The Administration issued a statement on Monday December 3rd confirming the lack of specifics arising from the dinner meeting between the Presidents of China and the U.S. and their respective advisors on the preceding Saturday night. According to tweets and statements from the President it was his understanding that his gesture in holding tariffs on $200 billion of imports to the U.S. from China at 10 percent and not raising the rate to 25 percent on January 1st 2019 was matched by concessions from our trading partner characterized as a “great deal”.


It was stated that China would import an unspecified but “very substantial” quantity of energy, agricultural products and industrial equipment, limit distribution of fentanyl and would reduce the 40 percent tax on U.S. automobiles. The comments from the President noted that outstanding issues including theft of intellectual property, coercive joint-venture agreements and state subsidized dumping would have to be resolved in bilateral negotiations within 90 days.

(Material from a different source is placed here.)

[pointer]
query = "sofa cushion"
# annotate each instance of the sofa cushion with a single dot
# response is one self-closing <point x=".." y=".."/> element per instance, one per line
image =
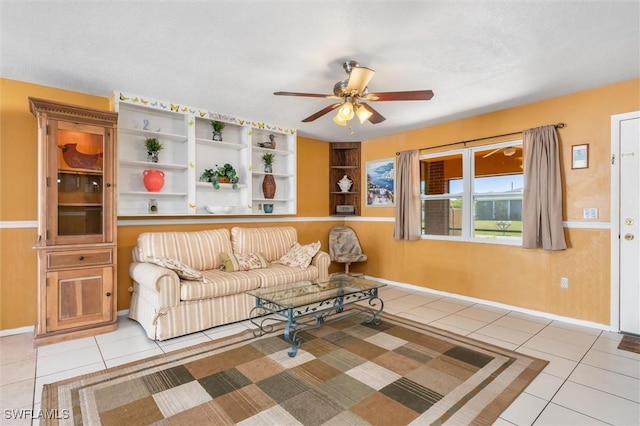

In a report from China posted on Reuters on Wednesday December 5th it is apparent that China has the intention of placing any increase in tariffs in abeyance during negotiations but offered no specifics on imports or reducing the tariff on autos. The article cited an official at the Chinese Academy of Social Sciences as stating “China should prepare but not rush to make concessions” Yu Yongding added “This is a competition of endurance to see who breaks first”.


It appears that a decision to clamp down on manufacture and trading in fentanyl has been made. A second consideration, relating to the theft of intellectual property was the subject of a November 21st directive from the Development and Reform Commission of China specifying retribution for errant companies.


A more definitive statement of intentions including the actual start date of the 90-day period for negotiations has yet to be officially announced. The success of the dinner meeting in Argentina will only be apparent from the timing and quantity of orders for soybeans and machinery in addition to meaningful progress in resolving structural issues. Given past history, this may take a lot longer than anticipated by the White House as of Sunday morning.